О стрит-арте
Недавно Екатеринбургский филиал Государственного центра современного искусства собирал публику, чтобы поговорить о стрит-арте. Тема встречи обозначалась как «Стрит-арт: захват, свобода, провокация». То ли программа разговора была сформулирована обще и туманно, то ли архитектура аудитории играла против, не получилось, по-моему, общего живого разговора.
Тимофей Радя, рассказывая о стрит-арте, работал с метафорами искусства как зеркала и искусства как молотка, и даже стрит-арта как взрыва. Евгений Фатеев же заявил, что стрит-арту необходим менеджмент, а задача искусства на улицах — деавтоматизировать визуальное восприятие прохожих положительными образами. Ему задали и большее количество вопросов.

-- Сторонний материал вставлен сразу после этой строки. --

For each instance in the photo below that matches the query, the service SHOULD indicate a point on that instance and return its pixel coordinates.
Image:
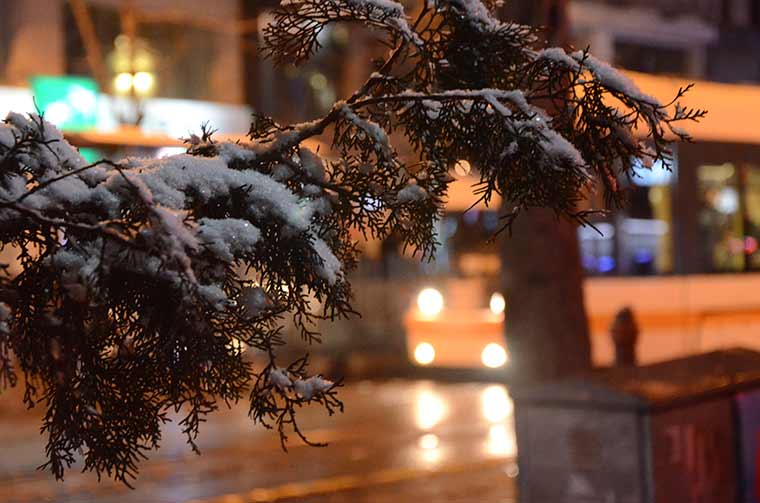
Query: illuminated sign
(71, 103)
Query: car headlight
(424, 353)
(497, 303)
(430, 302)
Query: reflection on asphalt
(397, 441)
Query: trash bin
(682, 431)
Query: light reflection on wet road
(397, 441)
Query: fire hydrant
(624, 333)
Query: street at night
(397, 441)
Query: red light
(750, 245)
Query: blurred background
(131, 77)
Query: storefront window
(729, 217)
(637, 240)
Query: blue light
(643, 256)
(589, 262)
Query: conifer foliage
(141, 279)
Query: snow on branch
(148, 276)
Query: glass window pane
(720, 219)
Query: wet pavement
(398, 441)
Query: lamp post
(132, 63)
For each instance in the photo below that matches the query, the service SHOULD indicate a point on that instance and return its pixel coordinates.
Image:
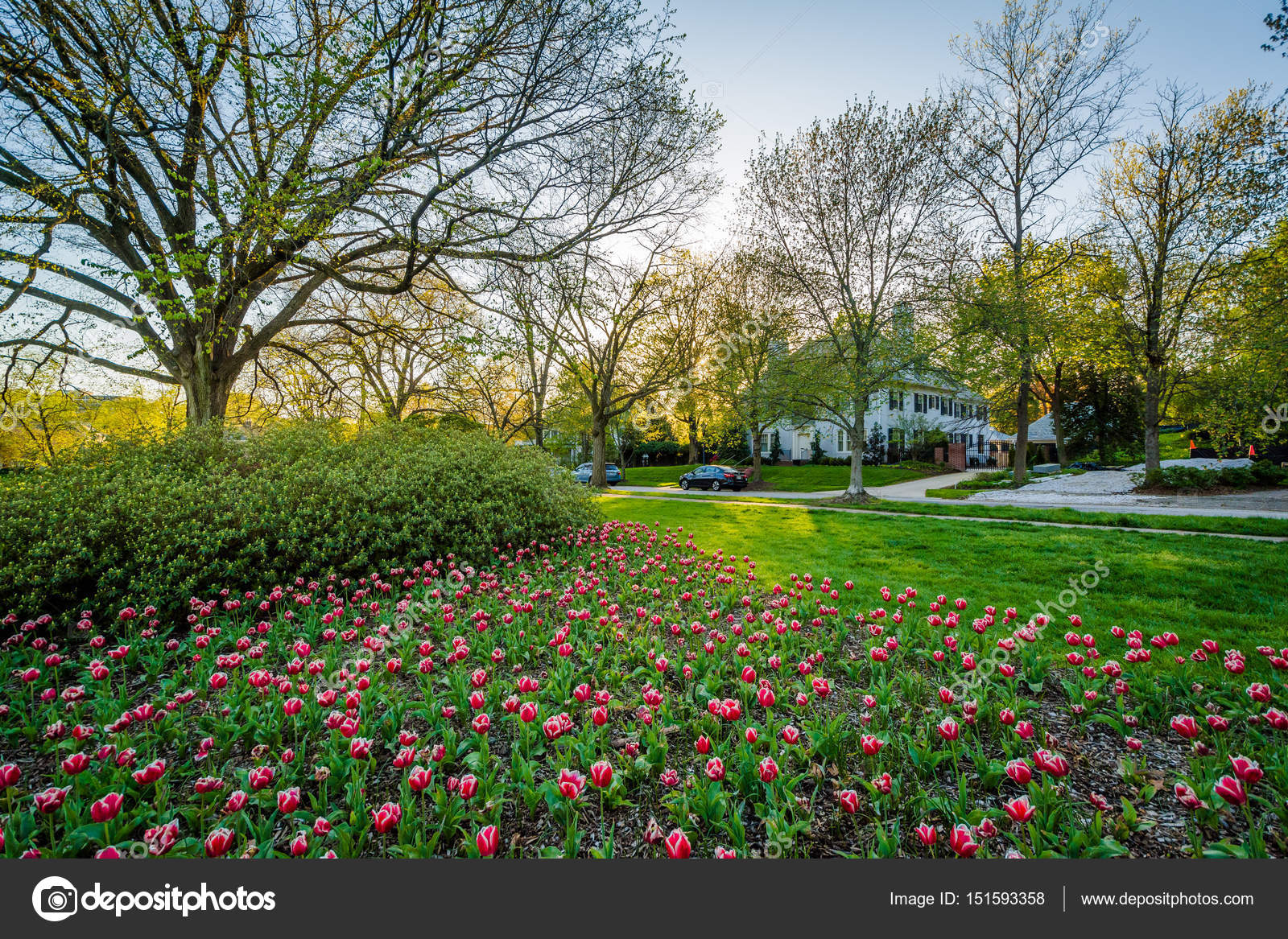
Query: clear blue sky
(772, 68)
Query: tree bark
(598, 451)
(693, 437)
(854, 491)
(1022, 422)
(1058, 416)
(757, 476)
(1153, 398)
(206, 392)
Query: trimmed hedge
(1260, 473)
(163, 522)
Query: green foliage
(1236, 477)
(204, 510)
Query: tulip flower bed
(625, 692)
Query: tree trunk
(755, 477)
(1022, 422)
(598, 451)
(1100, 393)
(1153, 397)
(854, 491)
(206, 393)
(1058, 416)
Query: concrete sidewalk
(1272, 505)
(912, 490)
(970, 519)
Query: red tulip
(1019, 772)
(1019, 809)
(1246, 769)
(768, 769)
(419, 778)
(602, 774)
(678, 845)
(107, 808)
(75, 764)
(1050, 763)
(571, 784)
(1230, 790)
(52, 799)
(963, 842)
(487, 840)
(218, 842)
(289, 800)
(10, 776)
(386, 817)
(161, 838)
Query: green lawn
(808, 478)
(1227, 525)
(1221, 587)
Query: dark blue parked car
(583, 473)
(714, 478)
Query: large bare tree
(1184, 205)
(849, 216)
(750, 366)
(616, 338)
(1037, 98)
(178, 180)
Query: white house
(906, 415)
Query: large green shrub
(160, 523)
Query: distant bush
(1262, 473)
(163, 522)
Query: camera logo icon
(55, 900)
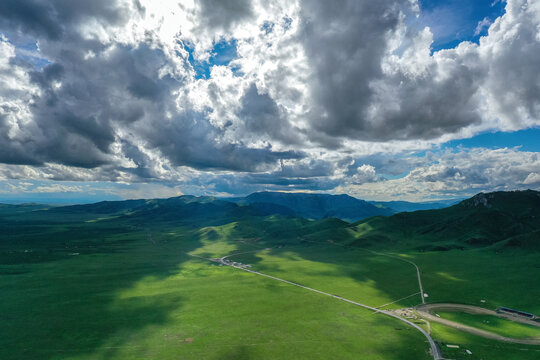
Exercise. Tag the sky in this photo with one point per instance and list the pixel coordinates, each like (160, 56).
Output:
(412, 100)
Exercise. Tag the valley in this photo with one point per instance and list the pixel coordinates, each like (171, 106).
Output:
(99, 283)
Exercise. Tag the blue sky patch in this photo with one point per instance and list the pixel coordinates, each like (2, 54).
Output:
(222, 54)
(527, 140)
(454, 21)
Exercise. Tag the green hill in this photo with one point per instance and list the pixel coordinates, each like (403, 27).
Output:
(315, 206)
(508, 219)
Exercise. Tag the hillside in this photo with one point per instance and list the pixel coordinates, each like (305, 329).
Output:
(314, 206)
(401, 206)
(507, 219)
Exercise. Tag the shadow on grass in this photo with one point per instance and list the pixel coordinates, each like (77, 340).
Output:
(62, 297)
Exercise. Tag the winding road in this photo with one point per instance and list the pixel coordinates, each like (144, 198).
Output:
(425, 312)
(434, 348)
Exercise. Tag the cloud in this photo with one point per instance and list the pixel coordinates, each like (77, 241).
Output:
(457, 173)
(482, 24)
(318, 96)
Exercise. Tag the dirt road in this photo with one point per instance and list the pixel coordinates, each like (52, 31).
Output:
(425, 312)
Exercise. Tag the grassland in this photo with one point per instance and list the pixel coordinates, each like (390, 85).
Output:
(493, 324)
(125, 297)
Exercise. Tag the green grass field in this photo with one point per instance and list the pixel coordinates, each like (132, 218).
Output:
(493, 324)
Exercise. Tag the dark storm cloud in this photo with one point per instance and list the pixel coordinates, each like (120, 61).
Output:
(53, 18)
(261, 115)
(354, 98)
(85, 99)
(345, 45)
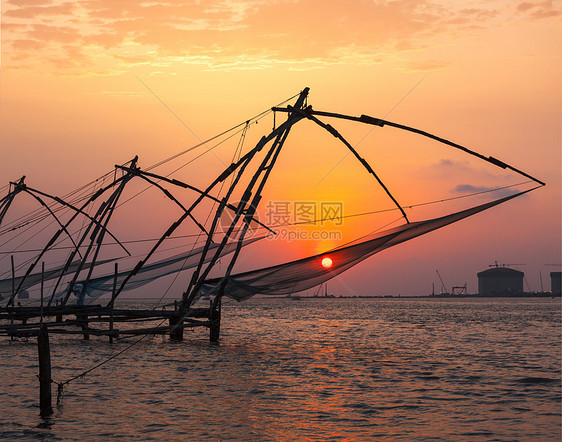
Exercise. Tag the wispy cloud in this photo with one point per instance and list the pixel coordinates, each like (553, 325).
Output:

Сергей Леонидович Кропотов заметил, что у нас (от Екатеринбурга и шире — до российского искусствознания) нет специалистов, которые бы на должном теоретическом уровне явления уличного искусства осмыслили (основные тезисы его выступления, а также высказываний Евгения Фатеева смотрите здесь). Ирина Кудрявцева историю стрит-арта начала годов с 1970-х. Хотя формы, в которых существует уличное искусство, схожи с формами, которые использовали, например, устроители агитационных шествий что во время Великой французской революции, что во время Социалистической, весь предшествующий опыт художественных высказываний на улицах оказывается не в счет. Вот такая уловка. Стрит-арт — дело личное и не имеет отношения к созданию упорядоченных универсальных пространств, например, городской среды по генплану, или там общегородских карнавалов и гуляний. В отличии от паблик-арта, вероятно, оно должно быть оппозиционно и каким-либо институциям. О чем вообще речь? Терминов вдруг так много появляется для описания уличной активности художников, а вот внятных оценок мало. (Дмитрий Москвин в заметке, на которую уже ссылалась, пишет как раз подробнее об отношениях стрит-арта и «власти»).
По завершении встречи вообще прозвучало «Стрит-арт — это распущенность!» Сама я по пути думала, что это лирические действия, активность, выражающая беспомощность, утрату. Отношения с городской средой сложные, потому что ее нарушения — это и освобождение от среды, и ее распад. Спор архитектуры и рисования, чувства миропорядка и желания говорить и верить в речь. Спросите дворников.
Я узнала, что размещение табличек «Добавить в друзья Толстого» все-таки согласовывалось с администрацией библиотеки. Узнала и расстроилась. Хороший ответ участники обсуждения дали на вопрос о сохранении: это как волосы — подстрижешь, вырастут новые. Что ж, изобразительное искусство тогда, как зуб: выбьют, не воротишь.
Выяснила, что устроители фестиваля «Стенограффия» готовят книгу о стрит-арте и новый фестиваль с приглашением знаменитостей граффити и пост-граффити.
Для себя решила, что «уральский» стрит-арт лиричен и в каком-то буквальном смысле, поскольку часто обращается к образам литературы и к формам литературы, и к фигуре лирического героя (это помимо того, что граффити имеет дело с буквами и словами, и это наследует стрит-арт). Эта специфическая чувствительность, обращенность к визуальной среде, «рисовательная активность» (считая и трафаретные рисунки), и привкус нарушений, активных, открытых действий во имя счастья — то, что волнует.